La position des parties

[20]     L'avocate de l'intimée n'a pas contesté le tirage de l'appelant sur la marge de crédit de la FIA pour payer les intérêts demandés en 1998, mais elle a fait valoir qu'il n'était pas possible d'établir que les sommes empruntées avaient été utilisées par l'appelant dans le cadre d'activités productives de revenu.

[21]     L'avocat de l'appelant a fait valoir qu'il existe une relation directe entre les tirages de l'appelant sur la marge de crédit et ses placements. Il a ajouté que, de toute manière, la Loi n'exige plus que l'on démontre strictement une relation directe entre l'argent emprunté et une activité ou un objectif productifs de revenu, de sorte que la déduction des intérêts devrait être accordée même si la Cour conclut que l'appelant n'a pas été capable d'établir une relation précise entre les tirages et l'utilisation qu'il en a faite en 1998. Il a plaidé qu'il y avait au moins des preuves que l'appelant avait fait un usage indirect de l'argent emprunté pour produire des revenus de ses placements, ce qui le rendait admissible aux déductions demandées. Il a aussi affirmé que la déduction devrait être accordée parce que l'appelant a été autorisé dans le passé à déduire les intérêts sur la marge de crédit.

Analyse

[22]     À mon avis, la preuve déposée par l'appelant ne permet la moindre comptabilisation de l'argent emprunté par celui-ci sur la marge de crédit. Ni les prélèvements, ni les remboursements sur la marge de crédit n'ont été consignés.

[23]     Lors de son contre-interrogatoire, on a demandé plusieurs fois à l'appelant de détailler les dates et les montants des tirages qu'il a effectués sur la marge de crédit entre 1992 et 1998, ainsi que l'utilisation de ces fonds. Les réponses de l'appelant étaient vagues; fort peu de ses prétentions quant à l'utilisation des sommes ont été corroborées par des éléments de preuve documentaires et aucune d'elles n'a été corroborée par d'autres témoins. Aucun relevé bancaire n'a été produit afin de prouver des transferts de fonds tirés sur la marge de crédit vers d'autres comptes. Aucune date de transaction n'a été précisée et les exercices au cours desquels l'appelant prétend avoir fait les divers placements restent obscurs. Un seul relevé afférent à la marge de crédit de la FIA[11]a été produit, même si la preuve a démontré que des relevés ont été envoyés à l'appelant tous les six mois à partir de 1992. De plus, il y a eu beaucoup de contradictions entre le témoignage de l'appelant et les documents qui ont été déposés. Dans l'ensemble, je ne suis pas convaincu que la preuve faite par l'appelant au sujet de l'utilisation de l'argent soit crédible.

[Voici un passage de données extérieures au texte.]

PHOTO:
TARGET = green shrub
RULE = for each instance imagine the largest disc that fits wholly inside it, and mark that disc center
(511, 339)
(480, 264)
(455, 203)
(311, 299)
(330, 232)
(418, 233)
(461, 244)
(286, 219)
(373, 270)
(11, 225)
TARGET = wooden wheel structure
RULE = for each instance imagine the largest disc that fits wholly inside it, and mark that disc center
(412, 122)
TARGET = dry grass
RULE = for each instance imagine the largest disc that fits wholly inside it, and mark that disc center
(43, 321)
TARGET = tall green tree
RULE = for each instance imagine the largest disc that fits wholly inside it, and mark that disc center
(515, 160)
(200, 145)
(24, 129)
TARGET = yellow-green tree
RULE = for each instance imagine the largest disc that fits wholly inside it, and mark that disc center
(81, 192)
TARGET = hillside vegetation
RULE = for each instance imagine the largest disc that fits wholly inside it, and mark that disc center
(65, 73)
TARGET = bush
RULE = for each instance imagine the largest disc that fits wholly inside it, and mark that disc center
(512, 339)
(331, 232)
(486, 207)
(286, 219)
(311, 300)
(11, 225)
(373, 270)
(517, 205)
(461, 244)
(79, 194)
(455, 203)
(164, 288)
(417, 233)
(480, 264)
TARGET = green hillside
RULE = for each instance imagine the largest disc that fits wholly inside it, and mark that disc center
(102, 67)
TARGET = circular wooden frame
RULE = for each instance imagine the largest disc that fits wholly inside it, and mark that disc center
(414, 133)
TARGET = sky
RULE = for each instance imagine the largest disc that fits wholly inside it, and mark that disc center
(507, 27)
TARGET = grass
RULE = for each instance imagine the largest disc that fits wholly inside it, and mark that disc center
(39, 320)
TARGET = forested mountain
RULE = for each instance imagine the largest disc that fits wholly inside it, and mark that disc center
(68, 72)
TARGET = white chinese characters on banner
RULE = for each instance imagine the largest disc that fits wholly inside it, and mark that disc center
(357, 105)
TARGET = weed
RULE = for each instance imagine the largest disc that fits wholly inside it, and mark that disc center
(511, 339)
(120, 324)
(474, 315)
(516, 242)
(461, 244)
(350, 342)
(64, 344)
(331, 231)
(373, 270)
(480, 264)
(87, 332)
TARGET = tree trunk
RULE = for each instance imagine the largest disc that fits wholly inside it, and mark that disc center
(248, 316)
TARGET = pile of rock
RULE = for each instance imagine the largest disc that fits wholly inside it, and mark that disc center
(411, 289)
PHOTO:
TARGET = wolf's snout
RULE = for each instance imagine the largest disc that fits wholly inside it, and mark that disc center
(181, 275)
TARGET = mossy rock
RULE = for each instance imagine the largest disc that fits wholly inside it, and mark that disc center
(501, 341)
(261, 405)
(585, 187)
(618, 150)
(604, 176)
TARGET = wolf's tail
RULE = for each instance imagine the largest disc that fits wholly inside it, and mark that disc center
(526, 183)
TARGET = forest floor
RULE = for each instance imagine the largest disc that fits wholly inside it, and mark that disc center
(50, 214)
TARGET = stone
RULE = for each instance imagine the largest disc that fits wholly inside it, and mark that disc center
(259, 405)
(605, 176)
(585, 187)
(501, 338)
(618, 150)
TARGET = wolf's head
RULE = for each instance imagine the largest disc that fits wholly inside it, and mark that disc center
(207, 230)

[24]     À mon avis, l'appelant ne peut pas établir de relation entre les tirages et une utilisation précise, et moins encore une utilisation directe et admissible. Il ne suffit pas qu'il ait placé de l'argent au même moment qu'il était endetté envers la FIA sur sa marge de crédit. Dans l'absence de preuve convaincante établissant une relation entre l'argent emprunté et des placements précis ou des sources précises de revenus tirés d'une entreprise ou d'un bien, je statue que l'appelant n'a pas démontré qu'il avait le droit de déduire quelque intérêt demandé.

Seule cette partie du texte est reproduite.